Menjelang malam, suasana berubah menjadi lebih emosional. Sebuah film dokumenter berjudul “Si Anak Kampoeng” diputar di layar tancap di tengah lapangan. Film ini mengisahkan perjuangan seorang anak kampung yang hidup dalam keterbatasan namun tak pernah menyerah pada mimpinya. Film ini merupakan adaptasi dari otobiografi Buya Syafii yang berjudul Titik-titik Kisar di Perjalananku. Sontak suasana menjadi hening, beberapa peserta tampak menyeka air mata. Bagi mereka, kisah dalam film bukan sekadar tontonan, melainkan cermin dari perjuangan mereka sendiri. “Saya juga anak petani ladang, kadang rasanya minder, tapi setelah nonton film ini, saya yakin mimpi itu bisa dicapai kalau terus berusaha,” ungkap Ilham, siswa asal SMA Negeri 5 Sijunjung.
Hari kedua menjadi hari yang penuh makna. Para peserta diajak melakukan kunjungan ke tempat-tempat bersejarah di kampung Buya Syafii ini. Mereka mengunjungi Makam Rajo Ibadat dan Masjid Rajo Ibadat, yang merupakan salah satu dari tiga Rajo Tigo Selo, tempat yang memiliki makna tersendiri dalam ingatan kolektif orang Minang, Sumpur Kudus dipercaya sebagai tempat yang paling awal menerima Islam di ranah Minang dan Makam Raja Ibadat yang ada di situ merupakan makam seorang Raja Ibadat yang bertugas mengatur persoalan-persoalan mengenai bidang keagamaan.
Dilanjutkan mengunjungi makam Syekh Ibrahim yang merupakan Ulama dari Kudus Jawa Tengah yang berada di Jorong Kampung Rajo, beliau merupakan Ulama yang membawa ajaran agama Islam ke pelosok Sumpur Kudus kurang lebih abad ke-16. Setelah itu dilanjutkan kunjungan ke rumah masa kecil Buya Syafii yang tentu sangat bersejarah, memandangi tumpukan buku-buku tua yang pernah dibacanya, foto-foto yang terdapat di rumah kecilnya hingga mendengarkan kisah masa kecilnya dari kerabat-kerabatnya yang masih merawat rumahnya. Mereka juga menyempatkan untuk merefleksikan diri dan mendoakan Buya atas jasa-jasa yang telah beliau berikan kepada negara ini.
“Rasanya seperti napak tilas pemikiran dan perjuangan beliau. Dari kampung sekecil ini, lahir tokoh besar yang bisa bicara di forum-forum dunia, menyuarakan-menyuarakan kebenaran dan kebaikan.
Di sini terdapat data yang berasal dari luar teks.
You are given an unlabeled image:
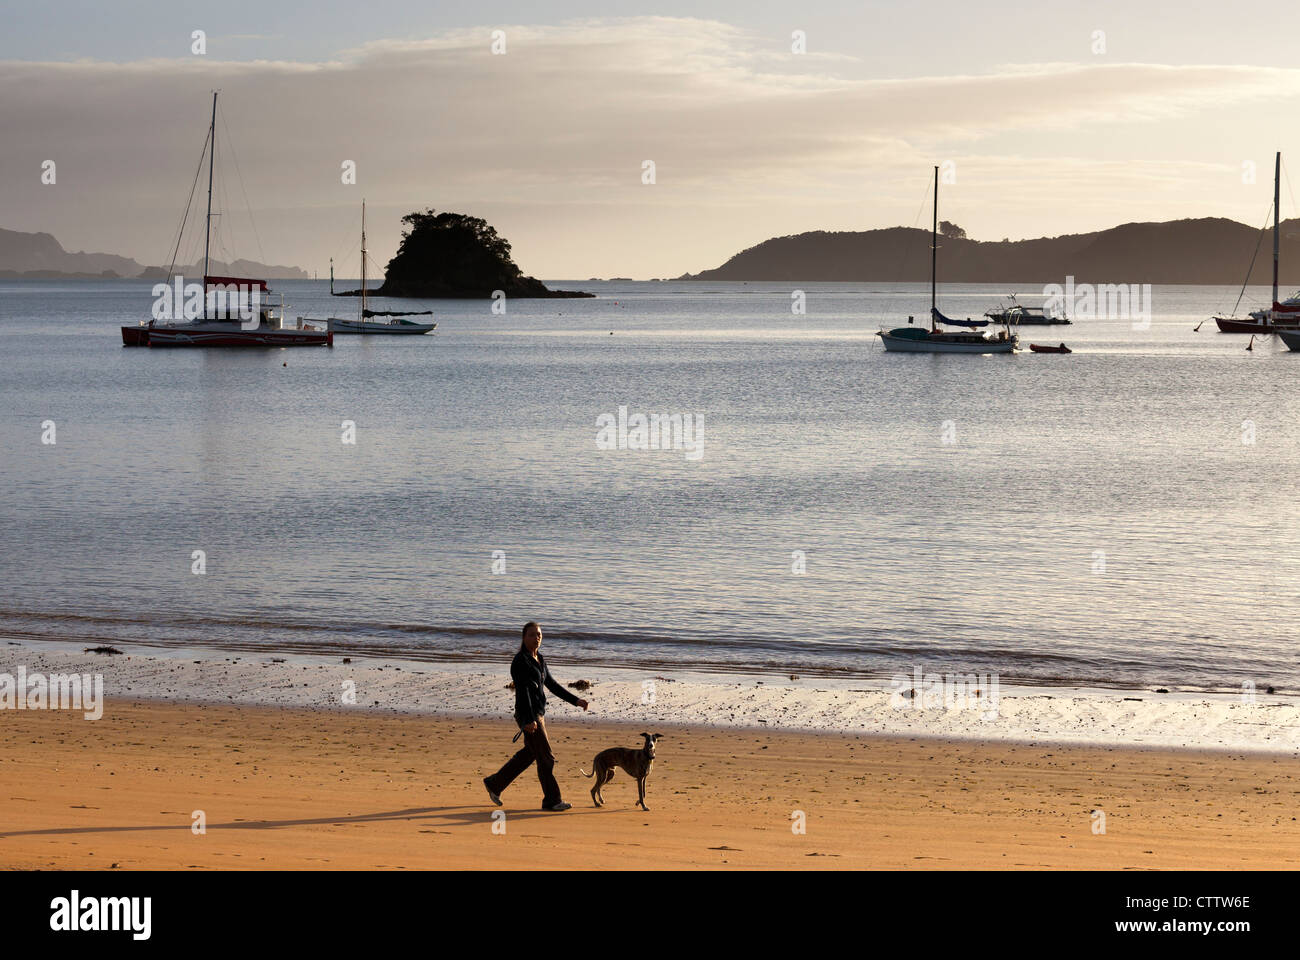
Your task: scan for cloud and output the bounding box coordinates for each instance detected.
[2,16,1297,277]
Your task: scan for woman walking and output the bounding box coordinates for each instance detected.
[483,622,589,811]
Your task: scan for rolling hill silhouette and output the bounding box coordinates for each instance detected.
[680,217,1300,286]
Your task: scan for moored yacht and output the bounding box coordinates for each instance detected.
[878,311,1018,353]
[120,93,331,349]
[326,201,436,335]
[1212,152,1300,334]
[984,295,1071,326]
[877,166,1018,354]
[137,278,331,347]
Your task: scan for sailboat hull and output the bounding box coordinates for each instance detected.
[1276,329,1300,351]
[327,318,436,334]
[1213,316,1300,334]
[142,322,332,347]
[877,331,1017,353]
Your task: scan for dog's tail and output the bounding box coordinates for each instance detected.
[579,762,595,778]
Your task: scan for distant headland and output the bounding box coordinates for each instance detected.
[678,217,1300,286]
[335,210,592,299]
[0,227,308,280]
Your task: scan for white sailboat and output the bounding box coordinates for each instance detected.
[877,166,1018,354]
[327,200,437,335]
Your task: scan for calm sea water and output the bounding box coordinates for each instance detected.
[2,278,1298,693]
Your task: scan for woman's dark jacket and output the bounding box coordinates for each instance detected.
[512,647,582,726]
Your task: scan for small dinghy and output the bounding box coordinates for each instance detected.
[1029,343,1071,353]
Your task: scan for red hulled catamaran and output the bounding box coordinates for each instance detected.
[121,93,330,348]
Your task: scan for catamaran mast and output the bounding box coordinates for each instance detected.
[360,200,367,319]
[1273,151,1281,311]
[202,91,217,321]
[931,165,938,332]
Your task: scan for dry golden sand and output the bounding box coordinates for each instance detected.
[0,699,1297,869]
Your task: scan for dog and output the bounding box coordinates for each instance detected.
[580,732,662,810]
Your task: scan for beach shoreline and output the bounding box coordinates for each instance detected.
[3,639,1297,754]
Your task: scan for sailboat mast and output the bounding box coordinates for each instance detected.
[931,165,938,332]
[1273,151,1281,309]
[202,91,217,320]
[360,200,367,318]
[329,258,334,295]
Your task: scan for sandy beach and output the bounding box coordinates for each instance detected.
[3,697,1297,870]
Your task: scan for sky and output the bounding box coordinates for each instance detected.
[3,1,1300,279]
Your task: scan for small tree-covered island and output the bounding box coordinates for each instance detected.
[339,210,592,299]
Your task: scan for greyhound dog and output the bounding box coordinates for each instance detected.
[580,733,662,810]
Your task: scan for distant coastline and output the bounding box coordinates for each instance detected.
[17,213,1300,288]
[0,226,309,280]
[1,269,128,280]
[679,216,1300,286]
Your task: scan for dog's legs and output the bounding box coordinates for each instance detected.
[637,775,649,811]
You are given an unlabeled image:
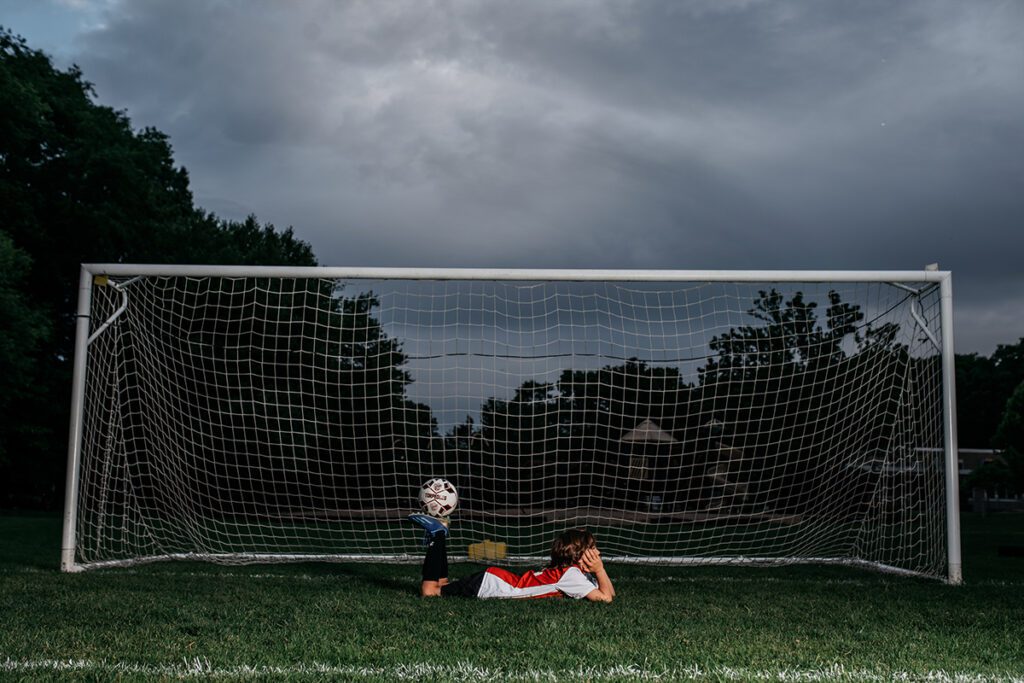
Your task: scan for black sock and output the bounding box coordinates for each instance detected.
[421,533,448,582]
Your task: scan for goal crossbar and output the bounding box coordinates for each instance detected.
[80,264,951,282]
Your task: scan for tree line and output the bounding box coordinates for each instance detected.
[1,30,316,506]
[449,306,1023,513]
[444,290,943,514]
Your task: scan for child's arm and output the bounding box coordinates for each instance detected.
[580,548,615,602]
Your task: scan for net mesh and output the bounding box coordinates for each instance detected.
[73,274,950,578]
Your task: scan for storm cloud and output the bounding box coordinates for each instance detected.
[17,0,1024,352]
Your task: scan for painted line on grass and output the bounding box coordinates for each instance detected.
[2,657,1022,681]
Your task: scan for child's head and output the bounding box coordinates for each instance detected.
[548,528,596,568]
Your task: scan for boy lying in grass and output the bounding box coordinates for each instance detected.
[408,515,615,602]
Itu menyadarkan kami, bahwa keterbatasan bukan alasan untuk tidak berkontribusi bagi keluarga, agama, dan bangsa,” ujar Hikmah, siswi SMA Negeri 1 Sijunjung yang aktif dalam organisasi di sekolahnya.
Kemah Intelektual Muda Muhammadiyah ditutup dengan khidmat. Para peserta memberikan kesan dan pesan penuh dengan emosional. Penyampaian-penyampaian mereka merupakan kerinduan sosok hangat Buya Syafii Maarif. Suasana haru sebelum perpisahan satu sama lain, mereka begitu antusias dengan acara semacam ini. Semua itu membuktikan bahwa generasi muda hari ini tidaklah pasif. Mereka hanya butuh ruang – dan kemah intelektual ini adalah salah satunya.
Koordinator kegiatan, Taufiq Adi Kurniawan, menyampaikan harapannya agar program ini bisa terus dilanjutkan dan menjadi embrio gerakan intelektual muda dari desa. “Kalau kita hanya berharap perubahan dari kota, maka desa akan terus jadi penonton. Tapi kalau kita mulai dari kampung, seperti Buya dulu, maka suara desa bisa jadi penentu arah bangsa.”